The first is the simplicity of operation for both industry and service providers. Manufacturers will find life much easier as they will only pay a single-point tax instead of the numerous excise, octroi and other levies that have to be paid at each tier of the production process. The second is ease of movement throughout the country as goods can be moved from state to state without having to stop to pay octroi. The third is that services will become more expensive as these are now being taxed at a lower rate than the proposed new levy. The fourth is that government revenues should increase as simplification is an incentive to pay tax rather than evade or avoid it. And finally, the ease of doing business will improve, which in turn should lead to more investment, thereby giving a push to economic growth.

This may all seem very fine but the fact is these positive developments would happen only if GST is implemented in an ideal manner. In its present avatar, the tax is being rolled out as a compromise formula. All stakeholders are hoping that it will be improved upon as time goes by. Some economists had even urged that GST should not be launched in this hybrid form as it will not achieve the objectives of a single uniform tax. In the current format it will not be a single tax as originally envisaged because of pressure from state governments. There will be a central tax, a state tax and a third inter-state tax. Not only that, key taxable items like alcohol and petroleum products have been kept out of the purview of GST. These are seen as huge cash cows for the Centre and states, so GST will not be applicable to them. As for the stated aim of keeping the tax rate at 18 per cent, it looks like a distant dream as yet. Studies have shown that some states have taxation levels as high as 27 to 28 per cent. No wonder lobbying has already begun to seek a rate of 22 per cent or higher. This is despite expert reports that show 18 per cent as a revenue neutral rate. In other words, at this rate the same revenue will be raised as in the past if applied to all goods and services.
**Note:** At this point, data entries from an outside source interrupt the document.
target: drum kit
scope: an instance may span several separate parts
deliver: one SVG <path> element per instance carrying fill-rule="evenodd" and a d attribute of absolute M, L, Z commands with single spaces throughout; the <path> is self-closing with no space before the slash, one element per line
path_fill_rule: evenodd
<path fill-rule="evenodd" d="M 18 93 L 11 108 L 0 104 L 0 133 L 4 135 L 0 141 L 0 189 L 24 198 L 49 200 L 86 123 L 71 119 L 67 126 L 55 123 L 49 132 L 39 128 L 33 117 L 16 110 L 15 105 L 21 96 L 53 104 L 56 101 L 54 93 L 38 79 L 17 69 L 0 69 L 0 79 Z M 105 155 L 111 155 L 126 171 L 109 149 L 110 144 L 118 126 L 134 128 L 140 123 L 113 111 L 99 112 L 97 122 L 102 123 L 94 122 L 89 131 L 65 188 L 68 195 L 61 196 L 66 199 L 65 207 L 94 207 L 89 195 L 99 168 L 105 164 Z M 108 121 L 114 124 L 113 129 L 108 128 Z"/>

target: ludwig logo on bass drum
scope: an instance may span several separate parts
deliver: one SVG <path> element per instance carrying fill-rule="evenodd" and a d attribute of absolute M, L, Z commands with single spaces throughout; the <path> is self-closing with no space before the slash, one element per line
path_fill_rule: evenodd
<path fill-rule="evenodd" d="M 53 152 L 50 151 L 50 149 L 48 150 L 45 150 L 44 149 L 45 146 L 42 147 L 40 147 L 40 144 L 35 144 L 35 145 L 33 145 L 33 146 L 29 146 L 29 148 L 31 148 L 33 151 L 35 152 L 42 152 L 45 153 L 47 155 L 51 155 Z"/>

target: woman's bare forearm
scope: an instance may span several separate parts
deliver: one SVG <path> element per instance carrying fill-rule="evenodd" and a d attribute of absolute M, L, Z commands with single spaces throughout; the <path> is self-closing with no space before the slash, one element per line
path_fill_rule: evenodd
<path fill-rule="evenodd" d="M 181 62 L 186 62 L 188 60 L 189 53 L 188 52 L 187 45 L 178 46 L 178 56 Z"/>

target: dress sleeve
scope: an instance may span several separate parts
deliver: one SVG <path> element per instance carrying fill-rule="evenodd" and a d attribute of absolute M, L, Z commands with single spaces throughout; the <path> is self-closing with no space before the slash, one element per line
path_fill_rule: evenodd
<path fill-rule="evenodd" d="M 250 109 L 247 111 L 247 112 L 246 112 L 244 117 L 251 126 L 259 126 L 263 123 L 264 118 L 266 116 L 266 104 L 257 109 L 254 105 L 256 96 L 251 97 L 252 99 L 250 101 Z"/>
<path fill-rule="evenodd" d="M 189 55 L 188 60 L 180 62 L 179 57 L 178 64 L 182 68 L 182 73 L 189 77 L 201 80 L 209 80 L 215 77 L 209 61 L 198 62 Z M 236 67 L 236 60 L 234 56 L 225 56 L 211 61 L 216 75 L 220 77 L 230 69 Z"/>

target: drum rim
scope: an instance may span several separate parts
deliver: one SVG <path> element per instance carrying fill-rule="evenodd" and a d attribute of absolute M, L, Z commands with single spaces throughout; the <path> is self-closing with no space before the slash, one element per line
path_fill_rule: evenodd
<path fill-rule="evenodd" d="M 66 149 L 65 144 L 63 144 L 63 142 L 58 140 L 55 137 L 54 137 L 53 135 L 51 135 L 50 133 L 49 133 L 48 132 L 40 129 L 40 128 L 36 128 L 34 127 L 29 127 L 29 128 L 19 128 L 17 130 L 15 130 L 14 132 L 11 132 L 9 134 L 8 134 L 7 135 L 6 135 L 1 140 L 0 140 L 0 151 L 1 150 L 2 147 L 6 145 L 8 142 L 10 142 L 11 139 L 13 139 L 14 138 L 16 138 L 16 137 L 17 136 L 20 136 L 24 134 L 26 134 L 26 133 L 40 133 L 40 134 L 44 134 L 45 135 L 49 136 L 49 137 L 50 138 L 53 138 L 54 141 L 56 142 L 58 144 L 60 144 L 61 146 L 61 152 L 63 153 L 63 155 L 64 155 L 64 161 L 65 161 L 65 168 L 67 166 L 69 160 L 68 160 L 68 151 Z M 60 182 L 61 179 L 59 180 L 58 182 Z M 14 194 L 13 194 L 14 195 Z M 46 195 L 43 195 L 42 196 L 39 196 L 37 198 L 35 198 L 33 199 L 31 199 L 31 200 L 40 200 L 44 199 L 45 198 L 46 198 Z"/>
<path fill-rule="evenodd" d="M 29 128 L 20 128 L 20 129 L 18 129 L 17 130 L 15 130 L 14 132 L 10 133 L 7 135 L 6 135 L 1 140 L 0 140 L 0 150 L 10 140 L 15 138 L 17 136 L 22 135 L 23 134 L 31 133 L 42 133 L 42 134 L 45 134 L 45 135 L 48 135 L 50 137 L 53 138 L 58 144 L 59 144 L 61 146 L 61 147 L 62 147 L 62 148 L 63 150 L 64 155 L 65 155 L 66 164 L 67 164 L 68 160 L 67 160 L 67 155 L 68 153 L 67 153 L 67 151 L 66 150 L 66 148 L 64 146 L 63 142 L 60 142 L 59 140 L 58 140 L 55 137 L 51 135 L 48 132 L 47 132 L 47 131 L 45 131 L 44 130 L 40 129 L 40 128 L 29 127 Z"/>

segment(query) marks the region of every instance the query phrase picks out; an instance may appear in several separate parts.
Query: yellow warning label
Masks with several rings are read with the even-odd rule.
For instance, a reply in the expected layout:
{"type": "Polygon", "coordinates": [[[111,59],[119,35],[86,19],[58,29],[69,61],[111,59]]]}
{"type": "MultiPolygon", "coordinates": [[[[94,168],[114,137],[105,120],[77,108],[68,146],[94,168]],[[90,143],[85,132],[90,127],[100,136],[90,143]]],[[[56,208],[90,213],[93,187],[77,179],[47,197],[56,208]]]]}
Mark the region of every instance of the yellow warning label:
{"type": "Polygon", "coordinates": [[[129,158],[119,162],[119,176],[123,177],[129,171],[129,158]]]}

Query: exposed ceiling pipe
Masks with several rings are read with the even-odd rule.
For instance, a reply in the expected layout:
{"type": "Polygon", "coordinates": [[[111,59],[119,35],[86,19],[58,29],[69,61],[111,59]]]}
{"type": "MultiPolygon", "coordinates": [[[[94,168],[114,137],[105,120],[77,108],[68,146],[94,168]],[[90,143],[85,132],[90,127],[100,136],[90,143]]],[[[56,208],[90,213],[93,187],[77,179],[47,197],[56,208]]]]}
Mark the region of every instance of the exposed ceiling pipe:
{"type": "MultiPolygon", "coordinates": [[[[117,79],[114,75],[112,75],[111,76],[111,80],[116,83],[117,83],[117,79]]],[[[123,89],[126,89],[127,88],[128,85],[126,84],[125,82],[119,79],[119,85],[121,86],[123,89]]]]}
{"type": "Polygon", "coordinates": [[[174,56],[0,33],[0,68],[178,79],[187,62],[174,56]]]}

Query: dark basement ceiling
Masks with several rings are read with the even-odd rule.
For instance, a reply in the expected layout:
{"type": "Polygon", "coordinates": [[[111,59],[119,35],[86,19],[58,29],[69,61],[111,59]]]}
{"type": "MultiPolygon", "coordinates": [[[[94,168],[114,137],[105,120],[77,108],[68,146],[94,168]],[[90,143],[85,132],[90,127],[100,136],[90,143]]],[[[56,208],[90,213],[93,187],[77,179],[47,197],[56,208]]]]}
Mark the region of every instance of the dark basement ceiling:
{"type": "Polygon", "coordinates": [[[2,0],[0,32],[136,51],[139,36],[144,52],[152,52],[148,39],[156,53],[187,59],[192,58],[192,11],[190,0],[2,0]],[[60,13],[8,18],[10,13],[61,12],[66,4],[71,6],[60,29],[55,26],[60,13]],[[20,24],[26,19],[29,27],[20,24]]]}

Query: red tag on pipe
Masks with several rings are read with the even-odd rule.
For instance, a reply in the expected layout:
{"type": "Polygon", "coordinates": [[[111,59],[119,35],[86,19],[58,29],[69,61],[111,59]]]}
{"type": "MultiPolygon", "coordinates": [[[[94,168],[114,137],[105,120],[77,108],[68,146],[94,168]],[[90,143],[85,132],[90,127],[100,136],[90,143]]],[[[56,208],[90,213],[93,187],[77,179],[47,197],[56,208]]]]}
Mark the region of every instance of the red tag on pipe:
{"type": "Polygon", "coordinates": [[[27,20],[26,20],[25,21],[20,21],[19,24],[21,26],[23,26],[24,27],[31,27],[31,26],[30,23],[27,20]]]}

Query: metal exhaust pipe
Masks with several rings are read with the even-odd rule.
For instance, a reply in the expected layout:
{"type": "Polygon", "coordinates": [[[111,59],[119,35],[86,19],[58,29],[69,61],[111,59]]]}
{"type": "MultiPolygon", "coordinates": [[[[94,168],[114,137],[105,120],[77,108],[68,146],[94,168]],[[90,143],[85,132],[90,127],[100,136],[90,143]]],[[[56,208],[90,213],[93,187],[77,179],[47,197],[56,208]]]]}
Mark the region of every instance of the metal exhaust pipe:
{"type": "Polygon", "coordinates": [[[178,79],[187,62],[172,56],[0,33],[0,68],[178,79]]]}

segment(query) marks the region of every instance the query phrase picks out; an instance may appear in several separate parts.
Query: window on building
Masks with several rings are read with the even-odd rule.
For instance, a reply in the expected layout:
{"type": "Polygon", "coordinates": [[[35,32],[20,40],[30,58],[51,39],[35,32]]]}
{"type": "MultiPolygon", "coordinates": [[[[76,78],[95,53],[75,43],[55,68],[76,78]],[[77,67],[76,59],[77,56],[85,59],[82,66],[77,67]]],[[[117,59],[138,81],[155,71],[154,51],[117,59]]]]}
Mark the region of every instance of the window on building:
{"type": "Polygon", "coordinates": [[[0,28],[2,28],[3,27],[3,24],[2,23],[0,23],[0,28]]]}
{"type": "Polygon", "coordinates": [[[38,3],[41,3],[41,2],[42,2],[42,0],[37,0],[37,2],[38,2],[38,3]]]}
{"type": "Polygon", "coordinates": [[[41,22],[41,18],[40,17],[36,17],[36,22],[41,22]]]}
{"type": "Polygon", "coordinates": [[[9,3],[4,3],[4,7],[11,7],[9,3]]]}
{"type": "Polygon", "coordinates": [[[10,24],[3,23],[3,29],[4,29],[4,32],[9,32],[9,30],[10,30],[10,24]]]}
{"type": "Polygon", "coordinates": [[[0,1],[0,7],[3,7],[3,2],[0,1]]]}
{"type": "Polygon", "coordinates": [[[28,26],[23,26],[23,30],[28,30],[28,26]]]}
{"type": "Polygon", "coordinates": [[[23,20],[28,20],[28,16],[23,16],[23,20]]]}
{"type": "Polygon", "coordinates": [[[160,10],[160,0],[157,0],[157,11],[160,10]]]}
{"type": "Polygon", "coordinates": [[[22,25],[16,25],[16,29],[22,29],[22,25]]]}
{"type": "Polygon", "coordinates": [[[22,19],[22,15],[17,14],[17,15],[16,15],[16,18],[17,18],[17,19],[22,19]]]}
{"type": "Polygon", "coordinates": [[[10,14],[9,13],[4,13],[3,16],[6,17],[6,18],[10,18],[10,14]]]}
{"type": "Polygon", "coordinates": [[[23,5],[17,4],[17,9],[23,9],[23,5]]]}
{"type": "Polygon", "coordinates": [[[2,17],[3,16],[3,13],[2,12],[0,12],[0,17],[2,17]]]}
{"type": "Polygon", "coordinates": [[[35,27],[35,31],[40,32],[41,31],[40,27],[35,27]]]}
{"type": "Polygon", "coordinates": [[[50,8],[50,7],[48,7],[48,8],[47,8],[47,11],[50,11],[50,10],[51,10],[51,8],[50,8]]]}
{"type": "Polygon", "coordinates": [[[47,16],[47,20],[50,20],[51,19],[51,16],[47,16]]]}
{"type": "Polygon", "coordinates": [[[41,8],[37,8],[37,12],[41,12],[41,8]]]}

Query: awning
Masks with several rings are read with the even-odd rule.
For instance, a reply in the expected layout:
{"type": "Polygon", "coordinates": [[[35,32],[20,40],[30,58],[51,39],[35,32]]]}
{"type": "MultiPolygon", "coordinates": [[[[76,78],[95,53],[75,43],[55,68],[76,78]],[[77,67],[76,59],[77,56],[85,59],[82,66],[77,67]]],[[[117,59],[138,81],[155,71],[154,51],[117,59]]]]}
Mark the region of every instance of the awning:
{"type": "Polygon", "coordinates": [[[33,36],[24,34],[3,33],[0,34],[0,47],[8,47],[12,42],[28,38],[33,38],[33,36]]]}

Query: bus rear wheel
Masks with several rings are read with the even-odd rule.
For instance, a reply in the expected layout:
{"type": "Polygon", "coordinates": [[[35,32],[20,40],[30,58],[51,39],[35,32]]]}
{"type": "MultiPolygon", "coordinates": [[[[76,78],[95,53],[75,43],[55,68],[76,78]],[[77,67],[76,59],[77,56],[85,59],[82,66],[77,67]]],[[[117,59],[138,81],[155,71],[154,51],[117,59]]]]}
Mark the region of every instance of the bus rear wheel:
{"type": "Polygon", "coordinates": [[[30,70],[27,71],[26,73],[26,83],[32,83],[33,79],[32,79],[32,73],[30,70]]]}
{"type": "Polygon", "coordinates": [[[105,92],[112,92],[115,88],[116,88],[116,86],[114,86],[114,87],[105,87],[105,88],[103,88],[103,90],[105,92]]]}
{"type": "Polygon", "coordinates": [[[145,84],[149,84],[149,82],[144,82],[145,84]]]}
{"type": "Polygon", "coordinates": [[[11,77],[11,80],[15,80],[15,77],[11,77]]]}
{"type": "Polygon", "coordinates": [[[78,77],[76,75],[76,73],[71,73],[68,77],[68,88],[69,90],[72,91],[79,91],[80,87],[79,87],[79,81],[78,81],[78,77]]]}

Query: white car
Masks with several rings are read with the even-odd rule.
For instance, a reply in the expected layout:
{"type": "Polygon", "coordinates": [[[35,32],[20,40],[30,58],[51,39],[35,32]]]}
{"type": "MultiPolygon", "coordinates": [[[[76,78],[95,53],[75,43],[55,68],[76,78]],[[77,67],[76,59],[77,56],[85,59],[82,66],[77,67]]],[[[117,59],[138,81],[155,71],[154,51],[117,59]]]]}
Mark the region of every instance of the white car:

Unresolved issues in GST Bill

GST Bill is pending in Rajya Sabha as BJP does not have the required majority to get it through. There are obvious benefits of GST but Congress is opposing on some issues in the current bill.

Congress wants that the tax rate should be fixed at 18%. A panel headed by Arvind Subramanian proposed   17-18 percent as the tax rate & National Institute of Public Finance and Policy (NIPFP) later proposed a rate of 23-25 per cent. So final rate is still undecided.

There is also a issue of revenue loss due to fixation of the tax rate.
The additional one percent tax to compensate the revenue loss of “manufacturing” states is not agreed by the Congress as it defeats the whole purpose of a uniform national market for goods and services. Some states are also demanding an adequate mechanism to compensate for the loss of revenue.

There is also a demand for a mechanism to resolve the disputes related to distribution of GST revenues. The Congress wants an independent dispute resolution mechanism to be headed by a retired judge.

Resolution of these issues can pave the way for the passage of GST Bill.